Convicted sex offenders, under the Sex Offenders Registration Act (SORA), must provide the authorities with their address every three months.
Theoretically, this lets the police track their whereabouts, and, via the Internet, neighbors can check out, feel uncomfortable about and take precautions against the SORA registrant living next door or down the street.
So, what happens when a SORA registrant is homeless and doesn’t have an address to report?
If you’re the Ingham County prosecutor, you charge him with a felony and multiple misdemeanors for failing to register, failing to report and failing to paying the registration fee. If you’re Ingham County Circuit Court Judge Leo Brown, you dismiss the charges because it’s impossible to comply with the law. If you’re the Michigan Court of Appeals, you deny the prosecutor’s delayed application for leave to appeal.
And if you’re the Michigan Supreme Court, you send this conundrum back to the Court of Appeals and tell them to take a whack at it anyway.

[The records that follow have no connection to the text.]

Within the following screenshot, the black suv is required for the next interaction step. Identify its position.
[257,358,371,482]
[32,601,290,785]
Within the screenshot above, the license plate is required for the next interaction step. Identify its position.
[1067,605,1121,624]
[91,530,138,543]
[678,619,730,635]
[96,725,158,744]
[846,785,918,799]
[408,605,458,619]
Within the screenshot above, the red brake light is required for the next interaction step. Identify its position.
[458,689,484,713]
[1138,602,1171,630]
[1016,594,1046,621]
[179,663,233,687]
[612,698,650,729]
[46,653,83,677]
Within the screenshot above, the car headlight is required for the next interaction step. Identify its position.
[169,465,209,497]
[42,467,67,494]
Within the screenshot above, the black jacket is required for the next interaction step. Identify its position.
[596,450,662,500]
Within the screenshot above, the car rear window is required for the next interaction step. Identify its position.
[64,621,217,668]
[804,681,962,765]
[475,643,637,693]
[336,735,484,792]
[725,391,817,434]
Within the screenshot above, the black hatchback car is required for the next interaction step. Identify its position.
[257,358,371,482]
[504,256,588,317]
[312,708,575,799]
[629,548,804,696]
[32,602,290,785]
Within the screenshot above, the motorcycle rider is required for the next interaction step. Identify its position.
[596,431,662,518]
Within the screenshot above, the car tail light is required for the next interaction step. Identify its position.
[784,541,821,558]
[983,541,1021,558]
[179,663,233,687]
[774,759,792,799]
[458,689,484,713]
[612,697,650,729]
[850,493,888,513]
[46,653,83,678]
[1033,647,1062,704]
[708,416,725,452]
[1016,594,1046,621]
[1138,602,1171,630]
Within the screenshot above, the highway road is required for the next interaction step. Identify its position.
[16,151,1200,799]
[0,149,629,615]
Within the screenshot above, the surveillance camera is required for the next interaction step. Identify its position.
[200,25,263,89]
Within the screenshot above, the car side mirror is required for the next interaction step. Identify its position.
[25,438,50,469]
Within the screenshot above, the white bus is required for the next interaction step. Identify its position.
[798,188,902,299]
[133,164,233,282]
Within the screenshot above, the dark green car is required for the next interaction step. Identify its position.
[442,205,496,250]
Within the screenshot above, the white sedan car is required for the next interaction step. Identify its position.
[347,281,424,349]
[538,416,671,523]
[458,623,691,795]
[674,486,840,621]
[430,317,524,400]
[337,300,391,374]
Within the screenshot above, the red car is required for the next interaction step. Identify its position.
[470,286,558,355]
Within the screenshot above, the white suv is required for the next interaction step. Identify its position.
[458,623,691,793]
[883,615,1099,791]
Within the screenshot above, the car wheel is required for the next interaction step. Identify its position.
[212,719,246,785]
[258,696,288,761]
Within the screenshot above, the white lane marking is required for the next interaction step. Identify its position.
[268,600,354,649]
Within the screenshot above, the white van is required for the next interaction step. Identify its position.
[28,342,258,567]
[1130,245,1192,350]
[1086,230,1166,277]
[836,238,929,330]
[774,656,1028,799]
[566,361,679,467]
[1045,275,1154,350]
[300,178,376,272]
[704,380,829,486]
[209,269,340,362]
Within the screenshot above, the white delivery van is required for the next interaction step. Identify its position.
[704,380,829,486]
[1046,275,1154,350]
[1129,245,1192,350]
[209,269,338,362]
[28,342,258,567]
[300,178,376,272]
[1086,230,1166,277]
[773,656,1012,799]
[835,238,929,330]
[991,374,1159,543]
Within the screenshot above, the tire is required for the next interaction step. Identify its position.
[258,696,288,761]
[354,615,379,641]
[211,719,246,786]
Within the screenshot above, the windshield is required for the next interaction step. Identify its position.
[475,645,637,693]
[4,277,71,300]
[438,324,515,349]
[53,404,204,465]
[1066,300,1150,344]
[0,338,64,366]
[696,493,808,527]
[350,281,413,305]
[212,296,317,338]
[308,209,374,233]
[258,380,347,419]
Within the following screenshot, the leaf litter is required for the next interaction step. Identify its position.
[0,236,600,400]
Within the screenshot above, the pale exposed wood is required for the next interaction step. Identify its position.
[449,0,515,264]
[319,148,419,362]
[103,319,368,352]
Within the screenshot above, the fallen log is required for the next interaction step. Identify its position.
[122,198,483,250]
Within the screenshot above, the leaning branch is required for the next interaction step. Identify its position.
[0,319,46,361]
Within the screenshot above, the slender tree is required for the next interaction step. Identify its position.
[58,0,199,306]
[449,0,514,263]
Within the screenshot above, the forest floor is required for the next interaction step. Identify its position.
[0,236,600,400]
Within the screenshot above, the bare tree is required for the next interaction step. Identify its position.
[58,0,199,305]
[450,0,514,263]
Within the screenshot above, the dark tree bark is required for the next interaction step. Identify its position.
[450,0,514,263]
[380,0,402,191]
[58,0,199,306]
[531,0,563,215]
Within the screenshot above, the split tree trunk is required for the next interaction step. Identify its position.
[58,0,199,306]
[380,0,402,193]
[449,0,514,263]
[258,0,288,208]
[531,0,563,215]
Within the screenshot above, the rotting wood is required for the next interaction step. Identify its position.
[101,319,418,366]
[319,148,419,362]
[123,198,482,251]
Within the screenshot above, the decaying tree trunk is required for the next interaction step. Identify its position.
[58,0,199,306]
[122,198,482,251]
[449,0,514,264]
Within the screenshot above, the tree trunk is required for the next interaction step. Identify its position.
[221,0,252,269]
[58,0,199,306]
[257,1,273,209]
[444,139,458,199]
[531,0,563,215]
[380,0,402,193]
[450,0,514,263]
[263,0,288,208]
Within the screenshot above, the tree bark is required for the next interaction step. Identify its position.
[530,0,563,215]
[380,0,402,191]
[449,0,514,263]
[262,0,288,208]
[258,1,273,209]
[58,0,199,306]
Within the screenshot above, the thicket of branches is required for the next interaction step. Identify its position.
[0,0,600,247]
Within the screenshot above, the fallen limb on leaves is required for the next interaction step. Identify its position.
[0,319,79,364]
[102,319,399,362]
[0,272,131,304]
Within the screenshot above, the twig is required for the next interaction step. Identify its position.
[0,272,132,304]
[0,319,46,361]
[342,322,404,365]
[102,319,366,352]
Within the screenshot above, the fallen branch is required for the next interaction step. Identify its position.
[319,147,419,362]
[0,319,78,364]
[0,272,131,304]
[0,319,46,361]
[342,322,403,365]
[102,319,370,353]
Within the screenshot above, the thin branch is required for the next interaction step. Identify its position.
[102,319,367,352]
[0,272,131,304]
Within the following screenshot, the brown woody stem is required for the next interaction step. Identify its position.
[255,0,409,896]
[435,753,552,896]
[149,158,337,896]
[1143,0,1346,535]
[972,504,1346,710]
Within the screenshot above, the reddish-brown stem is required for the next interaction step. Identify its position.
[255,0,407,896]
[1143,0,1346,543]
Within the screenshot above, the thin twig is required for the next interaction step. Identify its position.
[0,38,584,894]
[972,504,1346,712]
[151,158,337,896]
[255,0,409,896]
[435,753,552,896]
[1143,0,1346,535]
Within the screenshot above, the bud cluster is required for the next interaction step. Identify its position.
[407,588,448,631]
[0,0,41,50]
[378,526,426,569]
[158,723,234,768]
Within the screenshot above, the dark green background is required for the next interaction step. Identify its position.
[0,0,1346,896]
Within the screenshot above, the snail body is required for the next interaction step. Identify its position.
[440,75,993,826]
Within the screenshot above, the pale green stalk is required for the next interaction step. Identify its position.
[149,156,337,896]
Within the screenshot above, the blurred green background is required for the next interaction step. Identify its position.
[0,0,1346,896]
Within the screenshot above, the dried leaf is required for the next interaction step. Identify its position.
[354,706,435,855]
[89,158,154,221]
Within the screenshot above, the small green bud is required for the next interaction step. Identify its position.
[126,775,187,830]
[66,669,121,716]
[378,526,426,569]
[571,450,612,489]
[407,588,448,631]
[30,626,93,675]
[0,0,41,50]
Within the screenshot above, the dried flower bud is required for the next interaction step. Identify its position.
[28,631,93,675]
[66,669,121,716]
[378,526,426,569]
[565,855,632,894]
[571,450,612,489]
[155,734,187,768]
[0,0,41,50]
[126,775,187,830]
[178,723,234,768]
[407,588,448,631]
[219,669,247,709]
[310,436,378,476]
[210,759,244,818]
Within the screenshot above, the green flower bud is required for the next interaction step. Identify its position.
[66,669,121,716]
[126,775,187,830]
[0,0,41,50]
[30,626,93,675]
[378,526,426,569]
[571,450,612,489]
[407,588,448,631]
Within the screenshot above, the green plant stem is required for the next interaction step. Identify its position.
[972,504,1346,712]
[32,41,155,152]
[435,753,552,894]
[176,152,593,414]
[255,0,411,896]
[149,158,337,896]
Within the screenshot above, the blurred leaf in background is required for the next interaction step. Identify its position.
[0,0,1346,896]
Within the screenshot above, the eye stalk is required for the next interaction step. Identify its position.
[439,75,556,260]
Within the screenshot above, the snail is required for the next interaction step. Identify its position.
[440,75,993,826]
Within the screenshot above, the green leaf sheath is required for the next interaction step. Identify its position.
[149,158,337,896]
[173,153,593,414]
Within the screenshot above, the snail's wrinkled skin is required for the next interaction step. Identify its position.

That’s the situation in People v. Dowdy.
Dowdy was convicted of crimes that required SORA registration. When he was released from prison, he registered the Volunteers of America (VOA) shelter in Lansing as his address.
Everything ran smoothly for the next four years until the VOA discovered he was a convicted sex offender. The VOA’s policy is to refuse services to guys like Dowdy.
Dowdy didn’t register a new address with the Department of Corrections because he had no address to register, setting up some uncharted trial court and appellate territory.
The lucky Court of Appeals panel that gets this one won’t be going at it cold. In the MCS’s remand order, several of the justices shared some of their thoughts about the matter.
Michigan Supreme Court Chief Justice Marilyn Kelly, concurring in the order that sent the case back to the Court of Appeals, opined that the trial court may have gotten right in the first place.
“The felony charge against defendant is premised on the fact that he failed to register a new residence. SORA defines residence as ‘that place at which a person habitually sleeps, keeps his or her personal effects, and has a regular place of lodging.’ It does not appear that the defendant had a new residence to register once the VOA required him to leave the shelter. Underpasses and park benches may be the places where defendant ‘habitually sleeps’ but they hardly qualify as a ‘regular place of lodging’ under the statute.”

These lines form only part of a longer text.